CERT-In has issued a call for AI-assisted cybersecurity testing to accelerate discovery of vulnerabilities and optimise defensive readiness in India’s cyber ecosystem.
Key concepts
- AI-assisted cybersecurity testing: Use of ML/AI models to automate scanning, exploit generation, attack-surface mapping and prioritisation of findings.
- Penetration testing (pentest): Authorised simulated attack to identify exploitable weaknesses in systems, networks or applications.
- Red/Blue/Purple teams: Red teams simulate attackers; blue teams defend; purple teams co‑ordinate offensive and defensive activities.
- Fuzzing: Automated input generation to discover software crashes and logic flaws; AI can guide input selection.
CERT‑In: institutional and legal frame
- Designation: Indian Computer Emergency Response Team (CERT‑In) is the national nodal agency for cyber security under MeitY.
- Legal basis: Section 70B, Information Technology Act, 2000, provides statutory recognition and functions.
- Functions: Incident coordination, advisories, cyber threat collection and coordination with stakeholders.

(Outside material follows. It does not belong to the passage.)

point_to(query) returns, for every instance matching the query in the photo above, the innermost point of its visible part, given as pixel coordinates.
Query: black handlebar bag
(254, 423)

AI methods and operational risks
- Methods: Intelligent fuzzing, automated exploit synthesis, vulnerability triage, phishing-simulation via generative models.

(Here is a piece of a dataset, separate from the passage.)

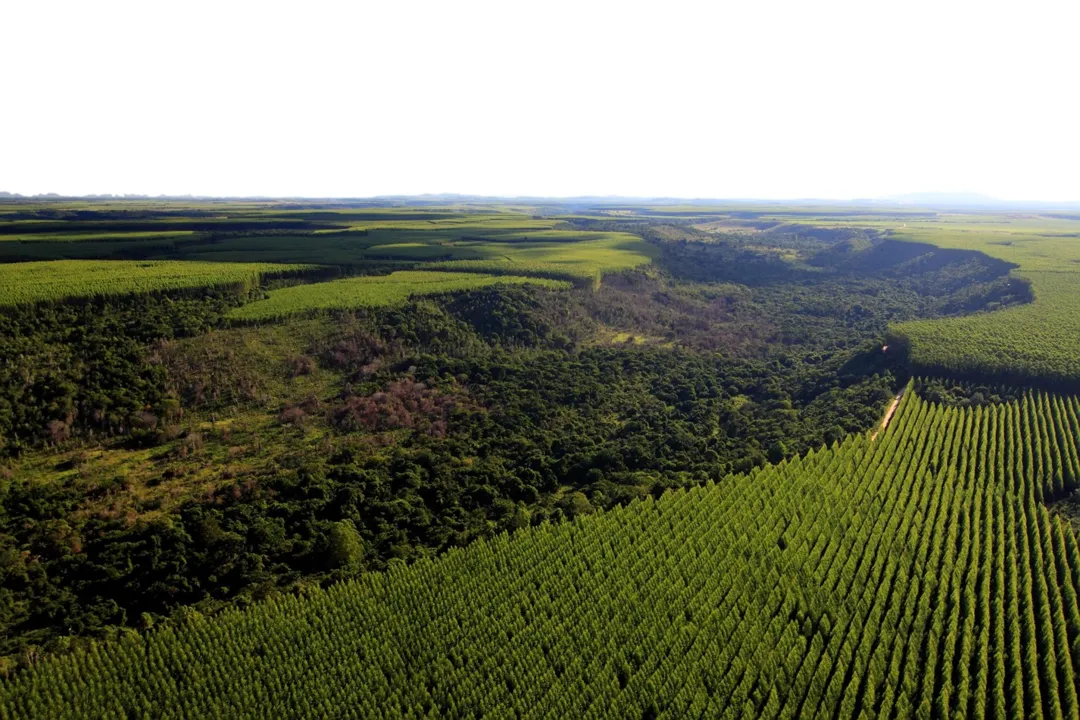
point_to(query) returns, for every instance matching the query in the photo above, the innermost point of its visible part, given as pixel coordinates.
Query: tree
(346, 546)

- Risks: Model poisoning, adversarial evasion, hallucinated exploits, data‑privacy breaches and lack of explainability.
Standards, legal considerations and practices
- Standards: NIST SP 800‑115 (testing), ISO/IEC 27001, OWASP Testing Guide; NIST AI RMF for AI risk management.

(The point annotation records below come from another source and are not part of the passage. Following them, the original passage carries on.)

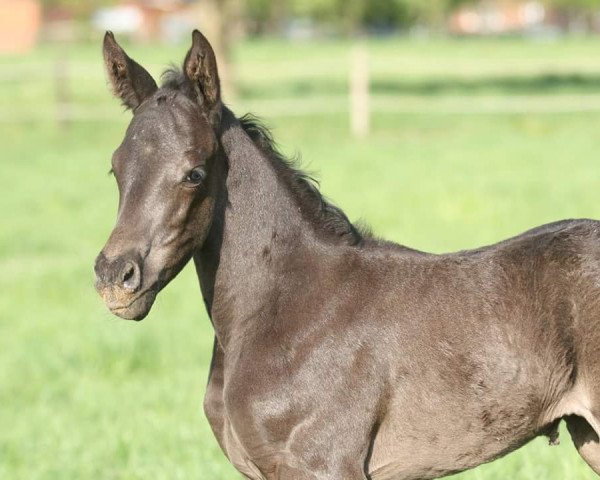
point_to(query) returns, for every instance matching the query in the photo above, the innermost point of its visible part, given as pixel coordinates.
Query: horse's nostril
(130, 276)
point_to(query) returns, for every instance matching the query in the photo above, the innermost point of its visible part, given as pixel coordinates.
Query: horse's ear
(200, 68)
(130, 81)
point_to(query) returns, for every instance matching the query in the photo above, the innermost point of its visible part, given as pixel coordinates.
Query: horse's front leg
(285, 472)
(213, 399)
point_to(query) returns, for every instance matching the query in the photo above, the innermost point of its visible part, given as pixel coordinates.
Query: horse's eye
(196, 175)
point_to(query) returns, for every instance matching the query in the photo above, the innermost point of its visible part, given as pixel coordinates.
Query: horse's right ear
(130, 81)
(200, 68)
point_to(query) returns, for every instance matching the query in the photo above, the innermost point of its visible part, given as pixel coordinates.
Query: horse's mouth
(136, 309)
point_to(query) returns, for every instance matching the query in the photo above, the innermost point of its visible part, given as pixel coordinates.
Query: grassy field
(471, 142)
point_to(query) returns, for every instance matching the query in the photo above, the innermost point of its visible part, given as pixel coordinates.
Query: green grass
(85, 395)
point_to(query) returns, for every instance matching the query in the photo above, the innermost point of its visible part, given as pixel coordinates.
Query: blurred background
(444, 124)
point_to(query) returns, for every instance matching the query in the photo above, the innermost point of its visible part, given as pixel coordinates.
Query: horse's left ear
(200, 68)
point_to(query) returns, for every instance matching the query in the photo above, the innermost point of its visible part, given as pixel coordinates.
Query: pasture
(472, 142)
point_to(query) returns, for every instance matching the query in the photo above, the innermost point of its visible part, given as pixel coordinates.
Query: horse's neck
(257, 228)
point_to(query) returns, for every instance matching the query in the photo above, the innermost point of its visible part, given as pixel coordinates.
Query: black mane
(305, 187)
(312, 202)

- Disclosure: Coordinated Vulnerability Disclosure (CVD) norms apply; unauthorised testing can attract offences under cyber laws for unauthorised access.
IASPOINT Booster Facts
- CERT‑In Rules, 2013: Prescribe specific duties and modes of operation for CERT‑In.
- EU AI Act: Classifies certain AI uses as “high‑risk”, relevant to offensive/defensive testing tools.
- NIST AI RMF (2023): Provides a risk‑management layered approach for AI lifecycle relevant to test tools.